Durante décadas, los avances tecnológicos han erosionado la confianza en los expertos, polarizado el debate público y empujado a las personas hacia realidades cada vez más personalizadas. Si bien las redes sociales aceleraron esta tendencia, la inteligencia artificial puede ofrecer una fuerza contraria sorprendente, que podría restaurar cierto consenso en torno a la realidad fáctica. Este cambio no está garantizado, pero los incentivos económicos y las capacidades inherentes de la IA sugieren una posible reversión de las peores consecuencias de las redes sociales.
La erosión de la realidad compartida
A mediados del siglo XX, las opciones de transmisión limitadas (ABC, NBC y CBS) controlaban efectivamente el flujo de noticias. Este entorno fomentó un amplio acuerdo sobre hechos básicos, aunque también permitió el engaño del gobierno. El alto costo de producción y los estrictos controles regulatorios significaron que menos voces dominaban la esfera pública. Esta no fue necesariamente una época dorada de la verdad, pero sí creó una base compartida de comprensión.
El auge de la televisión por cable y luego de Internet destrozó este modelo. El cable introdujo redes de nicho como Fox News y MSNBC, atendiendo a puntos de vista previamente marginados. Pero Internet realmente democratizó la información, reduciendo drásticamente el costo de publicación y distribución. Cualquiera podría llegar a una audiencia masiva, evitando a los guardianes tradicionales. Si bien esto prometió una mayor rendición de cuentas y acceso al conocimiento, también desató una avalancha de desinformación, teorías de conspiración y contenido extremista. Luego, los algoritmos de las redes sociales amplificaron esta fragmentación, alimentando a los usuarios con transmisiones personalizadas diseñadas para lograr la máxima participación, independientemente de su precisión.
La IA como posible correctivo
A pesar de los temores a los deepfakes y la propaganda generada por la IA, cada vez hay más pruebas de que los grandes modelos lingüísticos (LLM, por sus siglas en inglés) pueden en realidad aumentar el consenso en torno a la realidad fáctica. A diferencia de las empresas de redes sociales incentivadas por la participación, los laboratorios de IA tienen una fuerte razón económica para priorizar la precisión. Los bufetes de abogados, los bancos de inversión y otros sectores de la “economía del conocimiento” no pagarán por resultados poco fiables, lo que obligará a los desarrolladores de IA a priorizar la veracidad.

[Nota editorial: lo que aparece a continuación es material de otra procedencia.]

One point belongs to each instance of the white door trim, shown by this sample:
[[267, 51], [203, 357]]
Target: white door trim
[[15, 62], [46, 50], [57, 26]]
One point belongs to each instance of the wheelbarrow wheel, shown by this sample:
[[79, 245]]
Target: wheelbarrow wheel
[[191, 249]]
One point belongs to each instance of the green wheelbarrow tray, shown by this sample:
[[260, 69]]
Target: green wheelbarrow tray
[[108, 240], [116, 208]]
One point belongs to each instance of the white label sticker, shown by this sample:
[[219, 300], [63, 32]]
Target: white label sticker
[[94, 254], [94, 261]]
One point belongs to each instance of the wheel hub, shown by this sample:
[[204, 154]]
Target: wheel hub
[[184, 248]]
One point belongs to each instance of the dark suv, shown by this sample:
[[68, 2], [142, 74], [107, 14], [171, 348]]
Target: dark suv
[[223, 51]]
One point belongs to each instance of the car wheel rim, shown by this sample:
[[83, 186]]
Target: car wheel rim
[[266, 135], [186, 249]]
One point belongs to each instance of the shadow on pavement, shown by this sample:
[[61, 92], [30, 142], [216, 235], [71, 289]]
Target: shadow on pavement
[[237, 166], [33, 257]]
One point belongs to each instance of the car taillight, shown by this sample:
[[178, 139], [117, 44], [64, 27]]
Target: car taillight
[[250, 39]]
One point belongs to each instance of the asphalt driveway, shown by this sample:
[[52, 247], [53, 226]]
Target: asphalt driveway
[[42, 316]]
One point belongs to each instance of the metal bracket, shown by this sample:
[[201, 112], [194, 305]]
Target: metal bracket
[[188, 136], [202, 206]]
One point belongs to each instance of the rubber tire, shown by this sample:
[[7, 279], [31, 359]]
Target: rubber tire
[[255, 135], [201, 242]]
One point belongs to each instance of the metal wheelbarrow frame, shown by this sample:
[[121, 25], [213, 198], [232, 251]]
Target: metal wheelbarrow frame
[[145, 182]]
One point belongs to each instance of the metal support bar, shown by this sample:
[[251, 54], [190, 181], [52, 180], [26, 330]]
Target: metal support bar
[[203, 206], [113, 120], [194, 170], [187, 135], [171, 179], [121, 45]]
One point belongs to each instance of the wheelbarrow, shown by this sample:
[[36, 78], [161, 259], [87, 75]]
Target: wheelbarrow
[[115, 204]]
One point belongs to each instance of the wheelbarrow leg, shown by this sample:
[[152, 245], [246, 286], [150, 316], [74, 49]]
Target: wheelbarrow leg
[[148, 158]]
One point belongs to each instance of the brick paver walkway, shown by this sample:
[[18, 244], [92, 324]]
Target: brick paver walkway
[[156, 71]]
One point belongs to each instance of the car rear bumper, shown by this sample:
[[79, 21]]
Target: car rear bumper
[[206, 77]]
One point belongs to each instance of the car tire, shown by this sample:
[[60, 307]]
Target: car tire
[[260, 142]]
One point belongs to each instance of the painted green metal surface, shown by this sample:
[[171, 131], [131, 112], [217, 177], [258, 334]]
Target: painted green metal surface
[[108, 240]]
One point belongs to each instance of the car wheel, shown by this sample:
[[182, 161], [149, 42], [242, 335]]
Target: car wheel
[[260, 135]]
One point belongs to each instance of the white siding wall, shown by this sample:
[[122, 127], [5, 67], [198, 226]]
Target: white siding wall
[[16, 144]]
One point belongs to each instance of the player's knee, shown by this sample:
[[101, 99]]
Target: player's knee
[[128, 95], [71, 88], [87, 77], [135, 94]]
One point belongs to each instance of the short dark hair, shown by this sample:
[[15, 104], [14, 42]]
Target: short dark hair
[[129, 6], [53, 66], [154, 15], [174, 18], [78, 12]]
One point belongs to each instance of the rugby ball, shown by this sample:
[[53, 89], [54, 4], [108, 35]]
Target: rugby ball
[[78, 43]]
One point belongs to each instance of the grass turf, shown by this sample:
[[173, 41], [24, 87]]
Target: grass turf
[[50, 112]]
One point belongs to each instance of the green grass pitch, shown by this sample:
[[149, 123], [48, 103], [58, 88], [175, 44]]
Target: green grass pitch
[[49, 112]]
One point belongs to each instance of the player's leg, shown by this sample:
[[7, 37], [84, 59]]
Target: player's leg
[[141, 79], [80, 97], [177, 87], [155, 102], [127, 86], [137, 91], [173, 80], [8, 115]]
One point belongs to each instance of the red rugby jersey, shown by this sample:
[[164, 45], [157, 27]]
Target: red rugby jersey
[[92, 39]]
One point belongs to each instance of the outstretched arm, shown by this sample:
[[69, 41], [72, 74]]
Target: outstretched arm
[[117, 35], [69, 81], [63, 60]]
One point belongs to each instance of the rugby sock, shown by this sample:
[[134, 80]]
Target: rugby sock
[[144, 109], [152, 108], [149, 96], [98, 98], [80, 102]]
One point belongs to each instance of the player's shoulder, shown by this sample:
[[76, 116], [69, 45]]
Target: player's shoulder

Consideremos la X de Elon Musk (anteriormente Twitter). Cuando se le preguntó sobre un tiroteo en disputa, Musk afirmó falsamente que la víctima intentó atropellar a la gente. El chatbot de inteligencia artificial de la plataforma, Grok, lo corrigió rápidamente, alineándose con el consenso periodístico dominante. Este no es un incidente aislado. Los estudios muestran que los LLM como Grok y Perplexity coinciden constantemente entre sí y con los verificadores de datos profesionales la mayoría de las veces.
Además, la IA no sólo es precisa: es persuasiva. Las investigaciones indican que interactuar con los LLM sobre temas como el cambio climático o la seguridad de las vacunas puede reducir el escepticismo y empujar a los usuarios hacia un consenso científico establecido. Es probable que esto se deba a la infinita paciencia y capacidad de la IA para adaptar las explicaciones a la comprensión individual sin carga emocional. Los expertos humanos pueden ser desdeñosos o condescendientes, lo que provoca una actitud defensiva. Los LLM, al carecer de ego social, pueden proporcionar respuestas enciclopédicas sin juzgar, lo que facilita que las personas admitan creencias incorrectas.
Las advertencias y los riesgos persisten
Este potencial de convergencia no está exento de salvedades. Los LLM pueden manipularse para reforzar los sesgos existentes. Si un proveedor de IA prioriza el compromiso sobre la precisión, fácilmente podría satisfacer el sensacionalismo y las cámaras de eco. La propaganda generada por IA también es una amenaza creciente, ya que permite que “enjambres de robots” difundan desinformación a gran escala.
La clave es si los incentivos económicos se alinearán con la veracidad. Si la IA sigue siendo una herramienta para industrias especializadas que requieren información confiable, es probable que promueva el consenso. Sin embargo, si la IA se convierte principalmente en un producto de entretenimiento orientado al consumidor, su tendencia hacia la adulación y la personalización podría exacerbar los problemas existentes.
En última instancia, la IA presenta una oportunidad única para contrarrestar los efectos fracturantes de las redes sociales. Pero hacer realidad este potencial depende de priorizar la precisión sobre el compromiso y garantizar que el futuro de la IA esté impulsado por la utilidad, no solo por el entretenimiento.
El auge de la IA no garantiza el retorno a una realidad compartida, pero ofrece una rara oportunidad de reconstruir la confianza en la experiencia y fomentar un discurso público más informado.